Fulton County, Georgia, Faces Cyber Attack

Fulton County, Georgia, Faces Cyber Attack

Source Node: 2467606

Tyler Cross Tyler Cross
Published on: February 1, 2024

Fulton County, Georgia, faced a cyber attack from a threat actor that resulted in county-wide technical outages and problems. The attack was revealed in a press release by Fulton County Chair Robb. He stated that the problems with the court system, tax system, and county government phone lines were caused by this incident.

Local authorities and the FBI got involved immediately, launching an investigation to determine what happened.

“While we cannot comment on any specific incidents, the FBI routinely advises the public and private sectors about cyber threats in order to help them guard against the actions of cyber criminals,” said an FBI spokesperson. “We work with our interagency partners to identify, pursue, and defeat all those who partake in cybercrime.”

Information is sparse since the investigation only just began, but the press release by Fulton County assured the public that it will share new information as soon as it can. It’s unknown if sensitive information was transferred or if the point was purely to disrupt the county.
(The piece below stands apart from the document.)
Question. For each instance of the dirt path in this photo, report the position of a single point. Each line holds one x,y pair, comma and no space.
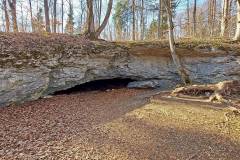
118,124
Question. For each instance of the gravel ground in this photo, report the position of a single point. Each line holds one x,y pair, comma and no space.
114,124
The incident also dramatically affected Atlanta, as over 85% of prosecutors’ work comes from Fulton. As of now, there is no estimate for when the outages will be over. The county is working to bring systems back online and to a functional state, but it could take a long time.

While it’s purely speculation at this point, it’s possible that the attacks were politically motivated. It was a judge in Fulton County (Fani Willis) who charged Donald Trump and 18 collaborators with election interference. 4 have already been charged.

It’s entirely possible that the attack was staged to sabotage the trials. Hackers were unable to obtain files related to the Trump court case, as it’s locked away with unique cybersecurity protections.

“All material related to the election case is kept in a separate, highly secure system that was not hacked and is designed to make any unauthorized access extremely difficult if not impossible,” writes Willis.

However, the attack still dramatically slows down the court’s ability to prosecute Trump and the remaining collaborators.